Introduction
Flama began life as a framework for productionising machine-learning models with as little ceremony as possible. With the 2.0 release, that same one-line philosophy extends to generative AI: serving a large language model (LLM) behind a production-ready HTTP API is now a first-class citizen of the framework. This section introduces the concepts behind generative serving in Flama, explains why they matter, and walks you through serving your own models, building a chat interface, and exposing tools to AI clients through the Model Context Protocol (MCP).
What is generative AI serving?
In Flama, generative AI serving is the process of exposing a packaged generative model, typically a large language model, behind a set of HTTP endpoints that speak the protocols your clients already understand. Where a predictive model answers "what is this?" by returning a label or a score, a generative model answers "create something that satisfies this description" by streaming back tokens that compose into text, code, or structured tool calls.
The headline benefit is that you do not have to choose between writing your own serving stack and adopting a heavyweight inference server. Flama packages a model into a single artifact and serves it through the same application that already hosts your REST endpoints, your predictive models, and your business logic.
Why does it matter?
- Compatibility: Existing clients written for OpenAI, Anthropic, or Ollama can talk to your model without code changes, because Flama speaks those dialects natively.
- Portability: The same packaged model runs on whichever runtime your hardware offers, with the framework selecting the backend at load time rather than baking it into the artifact.
- Streaming-first: Responses stream over Server-Sent Events (SSE) by default, so first-token latency stays low and long generations remain responsive.
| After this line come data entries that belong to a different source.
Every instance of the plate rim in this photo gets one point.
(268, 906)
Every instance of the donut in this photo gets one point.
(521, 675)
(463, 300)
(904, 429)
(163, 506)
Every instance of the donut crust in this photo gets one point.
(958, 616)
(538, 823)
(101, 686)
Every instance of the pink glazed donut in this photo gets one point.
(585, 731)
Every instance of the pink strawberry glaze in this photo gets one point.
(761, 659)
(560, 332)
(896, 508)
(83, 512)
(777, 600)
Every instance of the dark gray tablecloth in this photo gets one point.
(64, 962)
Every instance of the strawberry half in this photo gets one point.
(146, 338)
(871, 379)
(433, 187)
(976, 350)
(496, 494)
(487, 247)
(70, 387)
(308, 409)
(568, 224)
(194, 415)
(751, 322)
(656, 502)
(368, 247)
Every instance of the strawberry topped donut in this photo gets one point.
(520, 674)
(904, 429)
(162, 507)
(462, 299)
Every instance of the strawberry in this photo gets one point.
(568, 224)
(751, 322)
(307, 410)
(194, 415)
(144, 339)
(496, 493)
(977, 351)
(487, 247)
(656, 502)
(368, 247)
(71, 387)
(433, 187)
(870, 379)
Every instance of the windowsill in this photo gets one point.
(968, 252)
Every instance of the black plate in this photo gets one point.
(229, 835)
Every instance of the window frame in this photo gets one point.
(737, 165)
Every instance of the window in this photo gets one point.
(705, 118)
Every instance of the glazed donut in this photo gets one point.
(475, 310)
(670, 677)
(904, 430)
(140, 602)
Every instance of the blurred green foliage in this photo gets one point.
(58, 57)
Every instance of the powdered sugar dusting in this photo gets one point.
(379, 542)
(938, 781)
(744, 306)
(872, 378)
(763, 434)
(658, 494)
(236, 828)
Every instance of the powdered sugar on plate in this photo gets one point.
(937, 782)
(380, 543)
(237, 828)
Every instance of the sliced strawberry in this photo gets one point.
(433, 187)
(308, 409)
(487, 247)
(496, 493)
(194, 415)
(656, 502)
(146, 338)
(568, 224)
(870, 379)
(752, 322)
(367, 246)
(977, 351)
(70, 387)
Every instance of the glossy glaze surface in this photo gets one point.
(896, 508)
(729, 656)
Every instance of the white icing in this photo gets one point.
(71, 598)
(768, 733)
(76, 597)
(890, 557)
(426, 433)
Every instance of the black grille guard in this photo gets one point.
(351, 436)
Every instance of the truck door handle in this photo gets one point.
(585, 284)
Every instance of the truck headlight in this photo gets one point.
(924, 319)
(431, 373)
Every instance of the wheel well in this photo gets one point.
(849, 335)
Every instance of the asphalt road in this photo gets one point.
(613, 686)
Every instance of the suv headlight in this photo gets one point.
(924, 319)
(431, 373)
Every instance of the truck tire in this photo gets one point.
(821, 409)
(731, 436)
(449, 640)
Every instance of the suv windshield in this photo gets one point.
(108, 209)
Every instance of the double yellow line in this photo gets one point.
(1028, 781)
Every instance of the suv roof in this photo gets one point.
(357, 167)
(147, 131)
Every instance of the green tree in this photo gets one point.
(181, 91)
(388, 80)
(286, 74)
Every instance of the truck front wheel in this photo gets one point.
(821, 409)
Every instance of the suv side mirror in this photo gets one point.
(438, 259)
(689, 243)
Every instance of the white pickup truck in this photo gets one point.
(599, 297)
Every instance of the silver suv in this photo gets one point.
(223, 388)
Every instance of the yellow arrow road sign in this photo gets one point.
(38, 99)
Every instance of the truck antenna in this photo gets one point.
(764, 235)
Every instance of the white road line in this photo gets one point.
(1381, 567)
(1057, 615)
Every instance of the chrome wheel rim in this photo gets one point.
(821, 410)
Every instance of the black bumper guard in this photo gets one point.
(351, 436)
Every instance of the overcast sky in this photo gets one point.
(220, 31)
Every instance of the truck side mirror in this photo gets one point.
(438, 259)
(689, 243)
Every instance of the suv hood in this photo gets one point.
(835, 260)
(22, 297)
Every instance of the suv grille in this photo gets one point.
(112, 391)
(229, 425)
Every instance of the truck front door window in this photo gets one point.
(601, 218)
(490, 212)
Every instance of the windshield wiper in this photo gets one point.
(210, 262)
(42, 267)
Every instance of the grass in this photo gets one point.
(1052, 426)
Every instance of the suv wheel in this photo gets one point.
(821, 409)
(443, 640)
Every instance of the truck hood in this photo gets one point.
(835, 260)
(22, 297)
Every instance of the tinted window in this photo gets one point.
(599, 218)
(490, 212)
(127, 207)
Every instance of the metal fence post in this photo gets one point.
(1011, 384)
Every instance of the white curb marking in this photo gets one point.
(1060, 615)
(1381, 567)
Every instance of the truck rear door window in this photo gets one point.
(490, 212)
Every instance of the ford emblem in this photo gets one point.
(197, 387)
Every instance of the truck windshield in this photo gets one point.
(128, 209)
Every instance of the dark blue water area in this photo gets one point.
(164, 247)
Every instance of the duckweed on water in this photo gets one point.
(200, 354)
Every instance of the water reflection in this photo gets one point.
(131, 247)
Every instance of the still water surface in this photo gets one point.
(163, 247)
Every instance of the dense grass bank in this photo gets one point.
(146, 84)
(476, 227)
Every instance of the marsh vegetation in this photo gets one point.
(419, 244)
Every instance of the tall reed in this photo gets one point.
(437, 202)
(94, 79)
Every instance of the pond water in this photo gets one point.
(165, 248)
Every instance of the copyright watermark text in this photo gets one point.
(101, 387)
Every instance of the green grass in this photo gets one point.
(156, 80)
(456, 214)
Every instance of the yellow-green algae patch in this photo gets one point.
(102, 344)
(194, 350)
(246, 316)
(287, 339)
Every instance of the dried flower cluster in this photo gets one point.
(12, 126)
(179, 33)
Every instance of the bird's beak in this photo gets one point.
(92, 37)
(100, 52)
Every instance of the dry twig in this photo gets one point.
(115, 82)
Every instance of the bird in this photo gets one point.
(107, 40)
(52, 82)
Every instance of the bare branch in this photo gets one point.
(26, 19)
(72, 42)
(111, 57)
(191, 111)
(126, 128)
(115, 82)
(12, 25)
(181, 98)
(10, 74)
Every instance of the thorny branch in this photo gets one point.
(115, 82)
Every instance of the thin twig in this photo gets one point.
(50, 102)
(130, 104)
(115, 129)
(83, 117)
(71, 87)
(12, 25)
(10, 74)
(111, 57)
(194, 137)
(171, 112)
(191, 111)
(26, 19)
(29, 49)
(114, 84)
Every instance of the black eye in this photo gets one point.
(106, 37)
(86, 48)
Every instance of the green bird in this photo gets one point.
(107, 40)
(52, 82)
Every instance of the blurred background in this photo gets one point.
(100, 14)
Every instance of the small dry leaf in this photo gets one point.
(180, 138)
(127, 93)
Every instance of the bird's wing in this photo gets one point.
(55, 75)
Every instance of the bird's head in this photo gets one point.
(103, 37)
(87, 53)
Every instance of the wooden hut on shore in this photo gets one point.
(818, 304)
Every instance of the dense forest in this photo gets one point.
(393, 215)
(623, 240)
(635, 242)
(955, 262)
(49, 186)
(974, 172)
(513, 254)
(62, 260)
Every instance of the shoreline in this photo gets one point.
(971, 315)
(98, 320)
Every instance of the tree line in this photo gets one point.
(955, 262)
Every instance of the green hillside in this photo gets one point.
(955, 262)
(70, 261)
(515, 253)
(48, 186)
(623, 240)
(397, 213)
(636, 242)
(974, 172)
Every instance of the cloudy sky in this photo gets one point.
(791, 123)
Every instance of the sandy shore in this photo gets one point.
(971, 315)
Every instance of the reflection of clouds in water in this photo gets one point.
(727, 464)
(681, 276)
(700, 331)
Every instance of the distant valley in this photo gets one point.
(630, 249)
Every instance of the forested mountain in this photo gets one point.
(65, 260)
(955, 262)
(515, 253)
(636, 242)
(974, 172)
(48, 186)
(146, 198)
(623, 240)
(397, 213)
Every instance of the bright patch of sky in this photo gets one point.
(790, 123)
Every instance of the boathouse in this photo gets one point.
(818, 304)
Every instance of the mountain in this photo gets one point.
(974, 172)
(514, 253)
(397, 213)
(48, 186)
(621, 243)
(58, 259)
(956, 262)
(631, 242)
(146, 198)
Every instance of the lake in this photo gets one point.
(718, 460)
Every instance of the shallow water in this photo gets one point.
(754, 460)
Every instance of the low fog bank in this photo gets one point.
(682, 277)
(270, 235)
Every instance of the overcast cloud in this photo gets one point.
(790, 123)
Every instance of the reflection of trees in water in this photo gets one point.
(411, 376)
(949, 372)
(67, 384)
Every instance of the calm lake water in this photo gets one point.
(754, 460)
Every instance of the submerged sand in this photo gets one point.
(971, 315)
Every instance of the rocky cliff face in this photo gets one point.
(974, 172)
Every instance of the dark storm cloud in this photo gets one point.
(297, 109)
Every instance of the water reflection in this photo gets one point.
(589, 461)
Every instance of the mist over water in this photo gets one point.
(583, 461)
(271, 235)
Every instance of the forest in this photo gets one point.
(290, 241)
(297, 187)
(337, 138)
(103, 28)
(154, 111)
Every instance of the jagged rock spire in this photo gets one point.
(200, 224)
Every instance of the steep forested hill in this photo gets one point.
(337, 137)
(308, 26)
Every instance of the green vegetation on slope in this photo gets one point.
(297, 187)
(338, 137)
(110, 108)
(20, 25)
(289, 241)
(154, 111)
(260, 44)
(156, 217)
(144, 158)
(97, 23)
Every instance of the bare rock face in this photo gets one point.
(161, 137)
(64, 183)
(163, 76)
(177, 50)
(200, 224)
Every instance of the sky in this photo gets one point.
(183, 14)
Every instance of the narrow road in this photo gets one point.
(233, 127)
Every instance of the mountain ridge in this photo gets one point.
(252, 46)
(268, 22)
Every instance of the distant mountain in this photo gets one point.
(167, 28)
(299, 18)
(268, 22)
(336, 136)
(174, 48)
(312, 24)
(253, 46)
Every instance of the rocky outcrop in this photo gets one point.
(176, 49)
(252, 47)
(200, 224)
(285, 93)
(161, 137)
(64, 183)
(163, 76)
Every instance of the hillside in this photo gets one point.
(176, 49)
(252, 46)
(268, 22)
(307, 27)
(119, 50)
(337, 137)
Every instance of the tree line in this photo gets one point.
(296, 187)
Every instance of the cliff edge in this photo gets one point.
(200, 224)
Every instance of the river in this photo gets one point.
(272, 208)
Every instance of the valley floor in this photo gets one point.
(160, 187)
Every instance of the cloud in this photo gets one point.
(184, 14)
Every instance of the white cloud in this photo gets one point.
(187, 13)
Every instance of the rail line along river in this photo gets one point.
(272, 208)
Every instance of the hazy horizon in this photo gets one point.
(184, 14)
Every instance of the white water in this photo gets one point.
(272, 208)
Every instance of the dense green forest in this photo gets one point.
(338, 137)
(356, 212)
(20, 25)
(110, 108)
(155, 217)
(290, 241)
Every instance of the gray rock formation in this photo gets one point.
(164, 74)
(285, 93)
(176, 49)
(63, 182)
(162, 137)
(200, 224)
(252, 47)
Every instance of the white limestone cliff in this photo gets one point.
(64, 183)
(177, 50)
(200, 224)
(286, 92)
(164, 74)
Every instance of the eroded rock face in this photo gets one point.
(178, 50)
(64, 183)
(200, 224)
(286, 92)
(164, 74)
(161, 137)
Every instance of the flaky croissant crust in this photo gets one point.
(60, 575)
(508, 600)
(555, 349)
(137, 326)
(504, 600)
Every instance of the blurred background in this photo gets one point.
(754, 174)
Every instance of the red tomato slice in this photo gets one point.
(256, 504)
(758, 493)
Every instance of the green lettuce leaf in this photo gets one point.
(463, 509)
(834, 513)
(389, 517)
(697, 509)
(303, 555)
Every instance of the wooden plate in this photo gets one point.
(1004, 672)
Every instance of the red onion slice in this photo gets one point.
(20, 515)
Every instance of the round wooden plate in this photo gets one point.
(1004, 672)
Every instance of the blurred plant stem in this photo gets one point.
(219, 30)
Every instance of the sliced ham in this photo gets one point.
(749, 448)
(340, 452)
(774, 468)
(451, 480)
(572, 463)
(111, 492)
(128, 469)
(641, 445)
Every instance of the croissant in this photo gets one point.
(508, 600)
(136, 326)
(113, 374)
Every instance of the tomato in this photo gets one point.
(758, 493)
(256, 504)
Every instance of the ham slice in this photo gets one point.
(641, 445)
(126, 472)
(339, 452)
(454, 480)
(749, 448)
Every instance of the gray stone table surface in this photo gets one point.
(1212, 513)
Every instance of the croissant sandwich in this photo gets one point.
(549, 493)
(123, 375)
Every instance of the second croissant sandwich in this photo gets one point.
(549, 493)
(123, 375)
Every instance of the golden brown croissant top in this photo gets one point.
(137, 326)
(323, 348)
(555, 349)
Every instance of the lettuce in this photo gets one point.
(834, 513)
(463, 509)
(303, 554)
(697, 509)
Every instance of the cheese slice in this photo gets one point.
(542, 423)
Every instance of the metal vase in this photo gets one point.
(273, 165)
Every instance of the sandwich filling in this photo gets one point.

- Uniformity: Generative models are registered, injected, and inspected exactly like the predictive models covered in the Predictive AI section, so everything you already know carries across.
- Tooling: A built-in chat interface and native MCP support turn a bare model into an interactive application and an agent-ready tool provider.
Key concepts
Before serving a model, let us establish four concepts that this section builds upon. Together they describe how a request travels from a client, through a dialect, into a transport, down to a backend, and back out through the decoder.
Dialects
A dialect (also called a serving layer) is the wire protocol a client uses to talk to your model. Flama ships four dialects, each mounted under its own path prefix so a single resource can speak several at once:
| Dialect | Prefix | Representative routes |
|---|---|---|
| Native | (none) | /query/, /stream/, /chat/ |
| OpenAI | /openai | /v1/chat/completions, /v1/completions, /v1/responses, /v1/models |
| Anthropic | /anthropic | /v1/messages, /v1/models |
| Ollama | /ollama | /api/chat, /api/generate, /api/tags |
The native dialect is the channel-aware Flama protocol and powers the built-in chat interface; the others are drop-in compatible with the corresponding vendor clients.
Backends
A backend is the runtime that actually executes the model. Flama integrates with
HuggingFace transformers, vLLM on Linux with CUDA, and
MLX on Apple Silicon. The choice is hardware-driven and not persisted in the
artifact: at load time the framework picks vLLM when its package is importable and MLX when mlx.core is importable, so
the very same .flm file runs wherever you deploy it.
Transports
A transport is the shape of the input you send to the model. There are three:
- raw: the prompt is forwarded verbatim, without any chat template.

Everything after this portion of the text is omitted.